“Did voter fraud kill Edgar Allan Poe?”

WaPo:

He’s our reigning master of the macabre, whose ghostly imagination still transports us to the eeriest of places. But one of Edgar Allan Poe’s darkest stories didn’t come from his pen. It’s the haunting mystery of his own death.

On a fall morning in 1849, Poe died in a Baltimore hospital after a stranger had found him “in great distress” a few days earlier outside a polling place during an election. The 40-year-old had been missing for almost a week. His deathbed symptoms — fever and delusions — were so vague that they’ve spawned dozens of theories, including poisoning, alcoholism, rabies, syphilis, suicide and homicide.

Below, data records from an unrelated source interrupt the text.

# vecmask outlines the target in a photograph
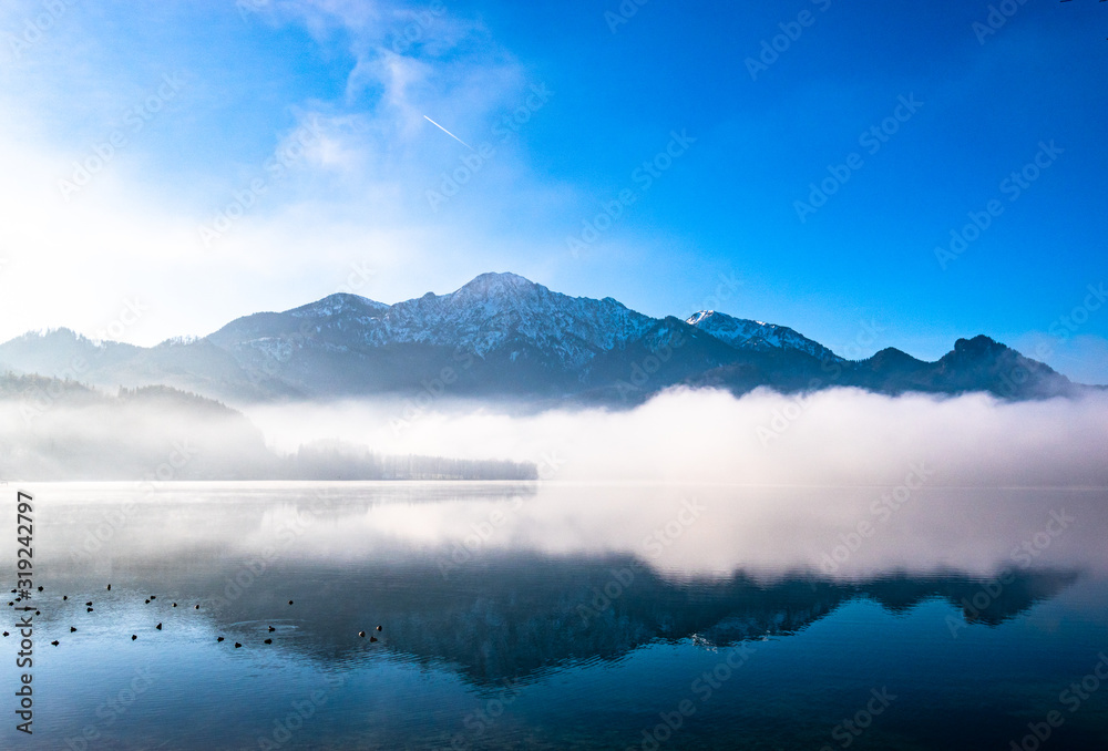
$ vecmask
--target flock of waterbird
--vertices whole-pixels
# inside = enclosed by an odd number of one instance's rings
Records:
[[[39,591],[42,591],[42,590],[43,590],[43,588],[39,587]],[[112,590],[112,585],[109,584],[107,585],[107,591],[111,591],[111,590]],[[19,590],[12,589],[11,591],[12,591],[12,594],[18,594]],[[151,595],[150,597],[146,598],[145,604],[150,605],[155,599],[157,599],[157,595]],[[8,607],[16,607],[16,605],[18,603],[21,603],[22,600],[23,600],[22,597],[17,597],[16,599],[13,599],[13,600],[11,600],[11,601],[8,603]],[[69,595],[62,595],[62,600],[66,600],[68,601],[69,600]],[[293,600],[289,600],[288,604],[291,606],[295,603]],[[86,613],[92,613],[93,611],[92,600],[89,600],[88,603],[85,603],[84,607],[85,607],[85,611]],[[173,607],[177,607],[177,604],[173,603]],[[24,610],[30,610],[30,607],[24,606],[23,609]],[[194,605],[193,609],[194,610],[199,610],[201,609],[199,604]],[[42,615],[42,613],[40,610],[35,610],[34,615],[40,616],[40,615]],[[154,630],[157,630],[157,631],[162,630],[162,623],[161,621],[158,621],[157,626],[154,627]],[[277,630],[276,628],[274,628],[273,626],[269,626],[269,632],[270,634],[273,634],[276,630]],[[380,631],[381,627],[378,626],[377,630]],[[76,626],[70,626],[70,634],[75,634],[75,632],[76,632]],[[4,631],[3,635],[4,635],[4,637],[11,636],[8,631]],[[365,639],[366,638],[366,631],[358,631],[358,636],[361,637],[362,639]],[[131,640],[132,641],[137,641],[138,640],[138,635],[137,634],[132,634],[131,635]],[[377,637],[376,636],[370,636],[369,640],[370,641],[377,641]],[[226,638],[219,636],[219,637],[216,637],[216,641],[223,642],[223,641],[226,641]],[[274,640],[271,638],[267,638],[267,639],[265,639],[263,641],[263,644],[267,644],[267,645],[271,645],[273,642],[274,642]],[[58,639],[54,639],[50,644],[53,645],[54,647],[57,647],[57,646],[59,646],[61,644],[61,641],[58,640]],[[235,642],[235,649],[242,649],[242,647],[243,647],[242,642],[239,642],[239,641]]]

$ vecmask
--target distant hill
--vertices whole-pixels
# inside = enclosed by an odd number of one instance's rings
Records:
[[[331,295],[150,348],[66,329],[28,333],[0,344],[0,368],[111,389],[165,384],[229,403],[427,391],[619,407],[675,384],[1024,400],[1092,388],[984,336],[957,340],[936,362],[891,348],[850,361],[784,326],[711,310],[652,318],[611,297],[570,297],[514,274],[483,274],[449,295],[391,306]]]

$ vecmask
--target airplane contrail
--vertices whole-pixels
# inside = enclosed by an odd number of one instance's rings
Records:
[[[468,143],[465,143],[464,141],[462,141],[461,138],[459,138],[456,135],[454,135],[453,133],[451,133],[450,131],[448,131],[442,125],[440,125],[439,123],[434,122],[433,120],[431,120],[427,115],[423,115],[423,117],[427,120],[427,122],[429,122],[432,125],[434,125],[437,128],[439,128],[440,131],[442,131],[443,133],[445,133],[447,135],[449,135],[451,138],[453,138],[458,143],[460,143],[463,146],[465,146],[466,148],[469,148],[471,152],[475,152],[476,151],[473,146],[469,145]]]

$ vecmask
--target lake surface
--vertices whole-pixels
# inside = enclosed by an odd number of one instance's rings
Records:
[[[1105,490],[21,487],[4,749],[1108,747]]]

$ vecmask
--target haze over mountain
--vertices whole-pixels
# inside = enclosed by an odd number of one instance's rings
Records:
[[[634,405],[667,387],[791,393],[856,387],[1024,400],[1091,387],[988,337],[936,362],[893,348],[850,361],[799,332],[722,312],[652,318],[606,297],[570,297],[514,274],[386,305],[336,294],[238,318],[151,348],[68,329],[0,344],[0,368],[114,389],[166,384],[232,402],[418,392],[536,403]]]

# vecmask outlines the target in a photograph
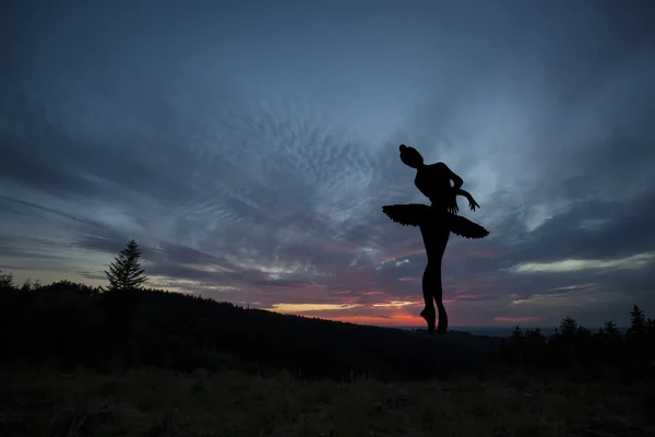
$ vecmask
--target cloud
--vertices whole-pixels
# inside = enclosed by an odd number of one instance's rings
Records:
[[[491,232],[451,237],[453,320],[655,311],[645,5],[38,3],[0,26],[2,269],[100,283],[136,238],[153,286],[421,324],[420,233],[381,213],[426,201],[405,143]]]
[[[560,273],[581,270],[643,269],[650,265],[653,259],[655,253],[638,253],[615,260],[569,259],[548,263],[527,262],[512,267],[510,271],[512,273]]]

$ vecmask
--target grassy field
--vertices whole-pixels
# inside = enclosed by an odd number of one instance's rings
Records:
[[[287,374],[0,371],[0,435],[652,436],[651,387],[510,377],[382,383]]]

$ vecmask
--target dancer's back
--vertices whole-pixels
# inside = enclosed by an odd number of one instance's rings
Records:
[[[446,210],[455,201],[451,186],[451,170],[443,163],[420,166],[416,169],[414,185],[439,210]]]

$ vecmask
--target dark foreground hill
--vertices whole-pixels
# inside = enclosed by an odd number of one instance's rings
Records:
[[[477,368],[497,351],[493,341],[464,333],[437,338],[155,290],[100,293],[70,282],[4,288],[0,332],[7,363],[102,371],[155,366],[415,379]]]

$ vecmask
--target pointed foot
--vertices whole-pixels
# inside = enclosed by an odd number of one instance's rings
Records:
[[[430,308],[426,307],[422,311],[420,311],[420,317],[422,317],[428,323],[428,332],[430,335],[434,335],[434,324],[437,323],[437,314],[434,308],[430,310]]]

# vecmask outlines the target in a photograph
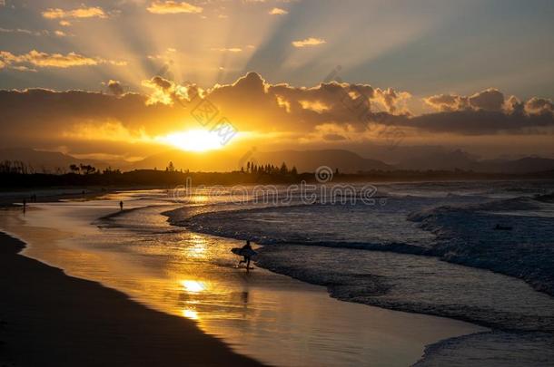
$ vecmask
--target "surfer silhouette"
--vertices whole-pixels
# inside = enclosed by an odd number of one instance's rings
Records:
[[[246,245],[244,245],[242,248],[241,248],[241,253],[242,255],[242,260],[239,261],[239,266],[241,266],[241,264],[244,264],[246,263],[246,270],[250,269],[250,259],[251,259],[251,256],[252,253],[252,246],[250,245],[250,241],[246,240]]]

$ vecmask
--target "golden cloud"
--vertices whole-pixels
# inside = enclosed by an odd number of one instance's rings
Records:
[[[242,49],[240,47],[222,47],[222,48],[213,48],[212,51],[221,51],[222,53],[229,52],[229,53],[241,53]]]
[[[154,1],[146,8],[150,13],[158,14],[199,14],[203,11],[201,6],[193,5],[192,4],[176,1]]]
[[[64,10],[60,8],[49,8],[43,12],[43,16],[46,19],[64,19],[64,18],[107,18],[104,9],[99,6],[80,7],[73,10]]]
[[[317,45],[323,44],[323,43],[326,43],[325,40],[323,40],[322,38],[313,38],[313,37],[306,38],[304,40],[300,40],[300,41],[292,41],[292,45],[294,47],[298,47],[298,48],[307,47],[307,46],[317,46]]]
[[[98,57],[91,58],[76,53],[69,53],[67,54],[47,53],[38,52],[36,50],[32,50],[27,53],[20,55],[15,55],[7,51],[0,51],[0,60],[5,64],[10,65],[11,68],[18,70],[22,70],[22,65],[17,65],[21,63],[29,63],[38,67],[51,67],[62,69],[73,66],[98,65],[101,63],[110,63],[117,66],[123,66],[126,64],[126,62],[104,60]]]
[[[274,7],[269,11],[269,14],[272,15],[284,15],[285,14],[289,14],[289,12],[280,7]]]

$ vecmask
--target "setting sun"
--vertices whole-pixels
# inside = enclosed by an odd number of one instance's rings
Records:
[[[207,130],[190,130],[173,132],[163,137],[159,137],[157,140],[183,150],[192,151],[213,150],[223,147],[218,134]]]

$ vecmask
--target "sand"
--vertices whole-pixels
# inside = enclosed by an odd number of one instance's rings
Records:
[[[259,365],[193,322],[18,254],[0,233],[0,364]]]

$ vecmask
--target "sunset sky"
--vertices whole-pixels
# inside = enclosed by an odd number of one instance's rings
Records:
[[[549,0],[0,0],[0,144],[554,158],[553,19]]]

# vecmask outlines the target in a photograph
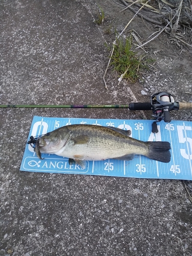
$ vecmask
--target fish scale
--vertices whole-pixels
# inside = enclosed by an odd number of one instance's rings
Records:
[[[114,127],[66,125],[40,136],[35,151],[39,158],[41,153],[46,153],[73,159],[83,169],[86,160],[129,161],[136,154],[164,162],[170,161],[169,142],[143,142],[129,137],[130,134],[129,131]]]

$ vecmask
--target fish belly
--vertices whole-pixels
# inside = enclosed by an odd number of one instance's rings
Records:
[[[109,158],[118,158],[135,153],[127,143],[105,141],[103,143],[66,145],[56,155],[69,158],[78,158],[88,161],[100,161]]]

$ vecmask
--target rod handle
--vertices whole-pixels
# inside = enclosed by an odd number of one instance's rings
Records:
[[[192,102],[179,102],[179,110],[192,110]]]
[[[152,110],[150,102],[133,102],[129,104],[130,110]]]

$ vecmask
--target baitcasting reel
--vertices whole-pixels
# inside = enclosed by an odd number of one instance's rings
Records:
[[[158,132],[157,122],[163,120],[164,122],[171,121],[169,111],[178,110],[179,103],[175,101],[172,95],[168,93],[160,92],[151,97],[150,102],[132,103],[130,104],[130,110],[152,110],[156,120],[152,124],[152,132]]]

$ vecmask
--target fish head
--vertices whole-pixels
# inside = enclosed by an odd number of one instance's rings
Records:
[[[66,144],[67,133],[61,134],[58,130],[48,133],[38,139],[39,151],[41,153],[55,154]]]

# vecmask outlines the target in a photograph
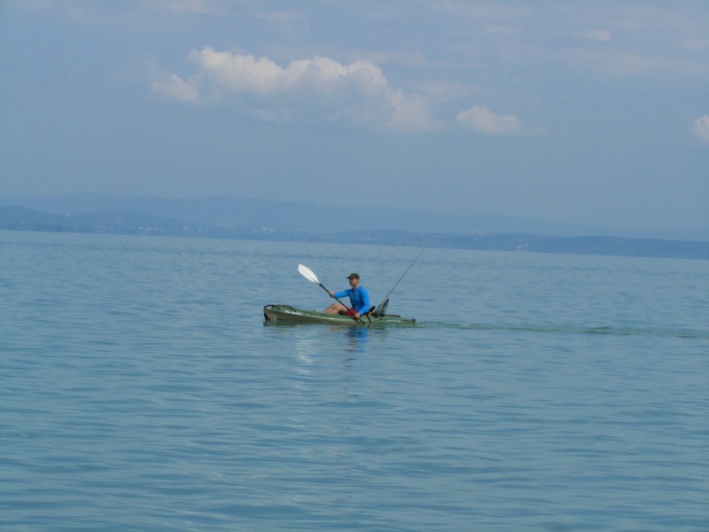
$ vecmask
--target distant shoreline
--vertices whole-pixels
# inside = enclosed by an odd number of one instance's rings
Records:
[[[7,209],[4,209],[7,210]],[[190,239],[226,239],[239,240],[320,242],[331,244],[422,246],[505,251],[517,253],[557,253],[670,259],[709,259],[709,242],[630,239],[622,237],[557,237],[526,234],[419,233],[405,231],[351,231],[337,232],[288,231],[272,228],[229,228],[197,224],[139,223],[116,219],[106,222],[107,214],[91,216],[46,215],[51,221],[12,220],[4,212],[0,230],[35,232],[64,232],[106,235],[177,237]],[[27,213],[25,213],[27,214]],[[40,218],[43,213],[36,214]],[[56,216],[56,218],[55,218]],[[110,216],[109,216],[110,217]],[[81,218],[81,220],[77,219]]]

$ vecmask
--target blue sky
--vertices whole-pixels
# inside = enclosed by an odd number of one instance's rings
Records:
[[[0,68],[1,196],[709,228],[702,0],[11,0]]]

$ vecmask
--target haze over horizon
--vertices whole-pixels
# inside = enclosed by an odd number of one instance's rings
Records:
[[[709,4],[0,4],[0,196],[709,229]]]

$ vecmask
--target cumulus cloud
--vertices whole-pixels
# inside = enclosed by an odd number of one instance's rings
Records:
[[[491,136],[518,135],[527,130],[524,122],[514,114],[495,114],[483,106],[461,111],[456,121],[464,128]]]
[[[246,108],[252,106],[250,111],[261,117],[293,116],[298,109],[400,129],[433,126],[425,98],[391,88],[371,61],[343,65],[316,57],[282,66],[268,58],[209,47],[193,50],[187,57],[198,70],[190,82],[173,74],[154,82],[152,90],[179,102],[229,100]]]
[[[700,116],[694,121],[692,133],[694,133],[694,136],[702,142],[709,144],[709,114]]]

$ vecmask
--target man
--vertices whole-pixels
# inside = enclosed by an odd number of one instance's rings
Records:
[[[356,273],[350,273],[347,276],[350,288],[342,292],[331,292],[330,297],[349,297],[349,303],[352,308],[347,309],[339,301],[335,301],[325,309],[325,314],[344,314],[359,318],[362,314],[366,314],[370,309],[370,293],[364,287],[360,286],[360,276]]]

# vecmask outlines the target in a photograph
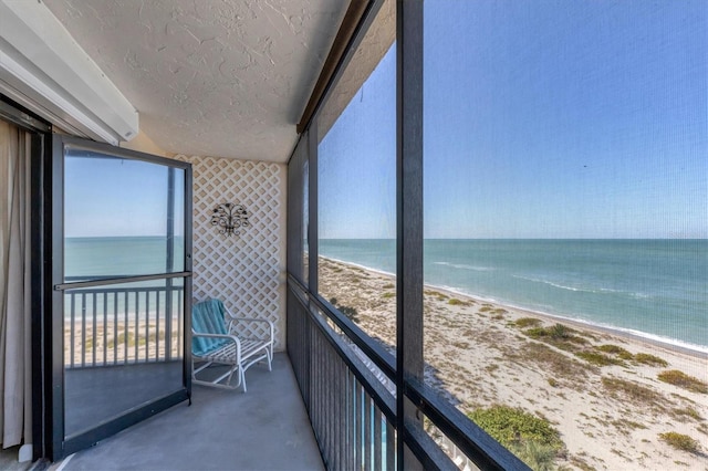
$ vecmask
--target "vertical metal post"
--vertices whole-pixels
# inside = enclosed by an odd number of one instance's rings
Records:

Now an Ohio journalist has conducted an extensive investigation into Poe’s death. In his new book, “A Mystery of Mysteries: The Death and Life of Edgar Allan Poe,” Mark Dawidziak contends that the evidence points to tuberculosis, an illness that is forever linked to artistic genius and literary martyrdom. But he says there’s a co-conspirator: an affliction known as election fraud.

Dawidziak believes that Poe failed to get proper medical care because he was “cooped” — an election-rigging scheme at the time that involvedsnatching someone from the streets, confining and perhaps drugging him, then trotting him out to vote again and again.